Parcelamento Do Solo Urbano: Uma Abordagem Sistêmica

Mariel Lima de Oliveira e

Armando Carlos de Pina Filho...............p.3

 

 

 

 

PARCELAMENTO DO SOLO URBANO: UMA ABORDAGEM SISTÊMICA

 

Mariel Lima de Oliveira[1], Armando Carlos de Pina Filho[2]

 

 

1 - INTRODUÇÃO

            A cidade, primordialmente vista como um produto se constitui em um organismo composto de um conjunto de diversidades produzidas por vários agentes interventores. Cada intervenção estabelecida nesse organismo afeta profundamente a sua complexidade orgânica visto que, como tal, as relações funcionais da cidade em todos os seus aspectos, o social, o da mobilidade urbana, o da sustentabilidade ambiental, o da infra-estrutura urbana, o dos serviços urbanos, enfim toda essa rede de sistemas isolados é interagente neste complexo chamado urbe e não há forma de intervir em um deles sem refletir efeito em outros. A partir dessa visão da cidade se entende que uma abordagem cartesiana de sua problemática, embora de forma pontual possa ser eficaz, não conduz a soluções eficientes para o organismo urbano enquanto desconsidera os reflexos do problema tratado no corpo da cidade. Pretender, portanto, estudar e, eventualmente, solucionar as questões do uso e ocupação do solo urbano exige uma abordagem sistêmica da urbe.

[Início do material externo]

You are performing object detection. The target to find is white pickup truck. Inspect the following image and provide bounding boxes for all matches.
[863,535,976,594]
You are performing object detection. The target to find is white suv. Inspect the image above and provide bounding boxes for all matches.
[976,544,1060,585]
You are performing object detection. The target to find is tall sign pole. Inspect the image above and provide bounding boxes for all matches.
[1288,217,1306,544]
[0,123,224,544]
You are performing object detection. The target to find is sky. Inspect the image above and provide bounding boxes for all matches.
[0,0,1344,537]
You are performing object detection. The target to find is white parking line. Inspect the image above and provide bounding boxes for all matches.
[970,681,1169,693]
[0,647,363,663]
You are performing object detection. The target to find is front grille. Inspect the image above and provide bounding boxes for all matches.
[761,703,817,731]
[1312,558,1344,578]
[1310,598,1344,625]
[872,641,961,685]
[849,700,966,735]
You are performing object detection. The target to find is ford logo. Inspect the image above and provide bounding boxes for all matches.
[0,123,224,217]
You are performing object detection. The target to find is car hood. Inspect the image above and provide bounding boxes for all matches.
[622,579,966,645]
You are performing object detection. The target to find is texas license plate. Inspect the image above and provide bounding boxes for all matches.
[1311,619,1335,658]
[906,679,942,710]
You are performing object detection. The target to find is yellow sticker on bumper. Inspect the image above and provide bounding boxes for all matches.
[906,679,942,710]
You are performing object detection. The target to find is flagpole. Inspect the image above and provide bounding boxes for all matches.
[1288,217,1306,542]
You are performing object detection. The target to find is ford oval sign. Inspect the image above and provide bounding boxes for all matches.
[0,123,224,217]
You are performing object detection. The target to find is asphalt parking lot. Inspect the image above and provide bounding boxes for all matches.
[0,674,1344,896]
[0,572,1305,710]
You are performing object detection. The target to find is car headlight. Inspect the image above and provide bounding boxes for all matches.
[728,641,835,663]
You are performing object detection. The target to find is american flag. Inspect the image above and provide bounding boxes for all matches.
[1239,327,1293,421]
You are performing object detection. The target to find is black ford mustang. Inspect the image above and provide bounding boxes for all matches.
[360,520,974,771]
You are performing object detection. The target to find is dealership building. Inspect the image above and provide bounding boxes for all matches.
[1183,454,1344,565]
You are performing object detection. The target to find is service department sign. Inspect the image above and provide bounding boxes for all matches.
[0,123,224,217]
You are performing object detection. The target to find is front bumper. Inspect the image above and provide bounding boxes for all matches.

Abordagem sistêmica se baseia na idéia de que um objeto de estudo possui muitas dimensões e facetas que podem ser estudadas por várias ciências e que conceitos e princípios vindos de diferentes ciências podem ser empregados no estudo e compreensão de um fenômeno por determinada ciência. Assim, ao se abordar a questão do uso e ocupação do solo urbano de forma sistêmica, há que se compor uma equipe multidisciplinar que permita a análise das diversas faces da questão e se forme um conjunto de saberes científicos associados que promovam a eficácia pontual com eficiência global.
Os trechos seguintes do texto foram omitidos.